Давыдов, как пишет далее, «удостоверился, что господин Попов не только не исполнял должности мэра, но даже скрывался с семьею своею в лесах во время властвования в сем краю неприятеля. Видя невинность сего чиновника, я поручил ему временное управление городом и велел открыть магистрат по‑прежнему. Истинного же мэра отыскал и отослал в главную квартиру с описанием его неистовств с русскими пленными и лихоимства с жителями».

Как мы видим, Давыдов не столь скор на публичную расправу, даже когда в его руки попал действительно изверг.

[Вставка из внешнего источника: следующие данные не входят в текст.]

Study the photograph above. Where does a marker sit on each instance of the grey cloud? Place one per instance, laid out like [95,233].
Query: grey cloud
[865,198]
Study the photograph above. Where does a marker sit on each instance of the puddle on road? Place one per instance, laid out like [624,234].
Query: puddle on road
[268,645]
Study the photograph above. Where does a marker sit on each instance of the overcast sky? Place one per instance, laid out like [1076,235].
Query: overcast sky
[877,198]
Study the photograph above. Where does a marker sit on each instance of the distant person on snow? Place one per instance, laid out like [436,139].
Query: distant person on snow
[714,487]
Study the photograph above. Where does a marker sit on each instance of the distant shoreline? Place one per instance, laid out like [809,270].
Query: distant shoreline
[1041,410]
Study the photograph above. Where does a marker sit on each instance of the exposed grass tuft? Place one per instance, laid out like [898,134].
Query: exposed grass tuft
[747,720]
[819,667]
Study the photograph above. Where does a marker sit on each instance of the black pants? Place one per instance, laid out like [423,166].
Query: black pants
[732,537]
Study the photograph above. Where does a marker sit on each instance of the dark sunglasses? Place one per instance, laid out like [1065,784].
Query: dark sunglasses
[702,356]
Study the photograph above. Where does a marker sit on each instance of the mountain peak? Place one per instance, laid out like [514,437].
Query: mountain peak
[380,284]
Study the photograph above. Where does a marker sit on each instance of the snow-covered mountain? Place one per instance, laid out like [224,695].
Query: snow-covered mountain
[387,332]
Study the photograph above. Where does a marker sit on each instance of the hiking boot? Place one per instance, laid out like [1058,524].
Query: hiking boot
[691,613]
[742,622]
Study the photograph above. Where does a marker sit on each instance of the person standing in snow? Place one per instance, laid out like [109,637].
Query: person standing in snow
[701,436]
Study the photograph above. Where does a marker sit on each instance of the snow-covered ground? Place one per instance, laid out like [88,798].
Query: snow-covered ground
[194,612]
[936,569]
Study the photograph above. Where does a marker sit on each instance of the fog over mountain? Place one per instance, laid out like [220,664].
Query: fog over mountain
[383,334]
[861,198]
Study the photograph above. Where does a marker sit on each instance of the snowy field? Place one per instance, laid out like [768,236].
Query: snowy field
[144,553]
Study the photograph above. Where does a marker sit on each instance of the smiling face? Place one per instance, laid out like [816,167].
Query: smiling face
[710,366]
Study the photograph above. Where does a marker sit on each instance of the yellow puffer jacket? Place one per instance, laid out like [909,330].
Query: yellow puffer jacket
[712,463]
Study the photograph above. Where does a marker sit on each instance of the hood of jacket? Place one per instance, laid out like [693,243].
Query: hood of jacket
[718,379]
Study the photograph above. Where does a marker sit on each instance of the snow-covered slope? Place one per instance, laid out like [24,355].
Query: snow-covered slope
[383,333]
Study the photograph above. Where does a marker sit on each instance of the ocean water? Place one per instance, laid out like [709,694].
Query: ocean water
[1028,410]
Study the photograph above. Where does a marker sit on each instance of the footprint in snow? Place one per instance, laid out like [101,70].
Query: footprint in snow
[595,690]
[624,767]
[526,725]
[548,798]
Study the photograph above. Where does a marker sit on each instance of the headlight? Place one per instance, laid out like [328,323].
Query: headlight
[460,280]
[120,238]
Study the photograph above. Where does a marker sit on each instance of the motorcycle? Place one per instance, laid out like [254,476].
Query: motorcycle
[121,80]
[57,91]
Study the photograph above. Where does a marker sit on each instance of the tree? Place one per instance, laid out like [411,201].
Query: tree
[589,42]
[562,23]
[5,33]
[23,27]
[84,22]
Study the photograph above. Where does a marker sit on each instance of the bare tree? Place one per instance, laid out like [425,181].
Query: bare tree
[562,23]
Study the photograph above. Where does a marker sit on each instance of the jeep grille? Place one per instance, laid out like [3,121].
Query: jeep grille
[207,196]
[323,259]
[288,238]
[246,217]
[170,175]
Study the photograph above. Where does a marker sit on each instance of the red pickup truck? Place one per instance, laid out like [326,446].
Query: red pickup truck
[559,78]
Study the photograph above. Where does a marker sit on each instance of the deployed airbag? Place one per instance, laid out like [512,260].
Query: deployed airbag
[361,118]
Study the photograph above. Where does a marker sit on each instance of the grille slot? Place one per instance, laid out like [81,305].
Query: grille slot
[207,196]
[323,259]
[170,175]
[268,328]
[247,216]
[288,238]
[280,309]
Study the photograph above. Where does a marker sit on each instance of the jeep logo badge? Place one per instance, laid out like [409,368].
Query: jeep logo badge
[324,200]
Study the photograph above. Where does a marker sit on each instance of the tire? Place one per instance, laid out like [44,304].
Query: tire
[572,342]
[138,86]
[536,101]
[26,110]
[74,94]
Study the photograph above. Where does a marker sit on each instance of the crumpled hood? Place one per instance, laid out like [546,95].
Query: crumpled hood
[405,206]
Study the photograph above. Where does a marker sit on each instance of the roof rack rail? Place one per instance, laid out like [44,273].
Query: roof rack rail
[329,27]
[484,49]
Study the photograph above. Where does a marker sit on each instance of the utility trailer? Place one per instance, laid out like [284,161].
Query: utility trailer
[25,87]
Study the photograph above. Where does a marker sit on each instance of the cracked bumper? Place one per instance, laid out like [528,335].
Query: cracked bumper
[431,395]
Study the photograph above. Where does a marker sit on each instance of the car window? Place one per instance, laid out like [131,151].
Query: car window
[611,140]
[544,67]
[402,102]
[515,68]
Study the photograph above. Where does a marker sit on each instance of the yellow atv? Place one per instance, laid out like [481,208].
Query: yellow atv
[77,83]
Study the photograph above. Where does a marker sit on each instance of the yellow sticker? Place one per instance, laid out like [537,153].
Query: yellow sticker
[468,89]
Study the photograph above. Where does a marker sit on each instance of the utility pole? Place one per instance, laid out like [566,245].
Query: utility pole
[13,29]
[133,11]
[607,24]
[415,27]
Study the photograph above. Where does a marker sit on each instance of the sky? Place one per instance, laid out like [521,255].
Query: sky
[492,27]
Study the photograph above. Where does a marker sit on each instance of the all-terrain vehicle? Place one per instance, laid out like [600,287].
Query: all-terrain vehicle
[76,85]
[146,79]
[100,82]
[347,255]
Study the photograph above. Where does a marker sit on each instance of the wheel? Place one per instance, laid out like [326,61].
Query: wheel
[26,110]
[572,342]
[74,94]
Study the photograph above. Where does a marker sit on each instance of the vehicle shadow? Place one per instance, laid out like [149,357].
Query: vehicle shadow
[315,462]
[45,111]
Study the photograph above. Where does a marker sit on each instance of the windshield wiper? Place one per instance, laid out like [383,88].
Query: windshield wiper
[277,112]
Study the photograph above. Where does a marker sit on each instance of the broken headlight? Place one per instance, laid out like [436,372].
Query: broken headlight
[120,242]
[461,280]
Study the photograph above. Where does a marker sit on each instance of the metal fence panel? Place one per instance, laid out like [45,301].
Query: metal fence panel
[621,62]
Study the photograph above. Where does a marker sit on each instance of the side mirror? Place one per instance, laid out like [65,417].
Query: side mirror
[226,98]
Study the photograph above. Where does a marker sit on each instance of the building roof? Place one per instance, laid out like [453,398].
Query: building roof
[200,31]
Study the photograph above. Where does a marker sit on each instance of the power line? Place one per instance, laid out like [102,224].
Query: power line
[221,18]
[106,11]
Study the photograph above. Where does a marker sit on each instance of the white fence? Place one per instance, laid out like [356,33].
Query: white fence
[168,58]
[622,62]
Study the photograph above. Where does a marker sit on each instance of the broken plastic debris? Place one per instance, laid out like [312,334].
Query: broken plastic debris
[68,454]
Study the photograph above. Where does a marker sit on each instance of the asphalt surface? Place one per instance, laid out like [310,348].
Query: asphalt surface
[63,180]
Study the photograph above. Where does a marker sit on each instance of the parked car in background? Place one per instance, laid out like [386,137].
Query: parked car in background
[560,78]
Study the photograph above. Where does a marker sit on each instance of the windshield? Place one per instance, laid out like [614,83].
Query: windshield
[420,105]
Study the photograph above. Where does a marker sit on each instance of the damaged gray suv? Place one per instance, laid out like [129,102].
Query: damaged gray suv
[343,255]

В учебниках советского времени все предельно ясно о войне 1812 г. Пришли захватчики‑французы, их слегка побил Кутузов под Бородино, затем началась война Отечественная – то есть, поднялся весь народ и перебил захватчиков вилами, косами да топорами. Получалась слишком блеклая палитра, не доставало красок, которыми можно изобразить реальную жизнь. Все понятно, но в то же время, многое смущало: Наполеон слишком похож на Иванушку‑дурачка – привел армию и дал преспокойно ее перебить, а народ подозрительно единодушный – так не бывает – взял дубину и дружно всех французов переколотил. Ибо мы, родившиеся в СССР, знаем цену единодушия. Но… после долгих поисков, после десятков (если не сотен) прочитанных мемуаров разноязыких участников войны 1812 г. с удивлением убеждаемся, что весь народ с поразительным единодушием поднялся против захватчиков. Если в войну 1941–1945 гг. число предателей доходило до миллиона – то есть целое море, то их количество в войне с Наполеоном оказалось только ничтожной каплей.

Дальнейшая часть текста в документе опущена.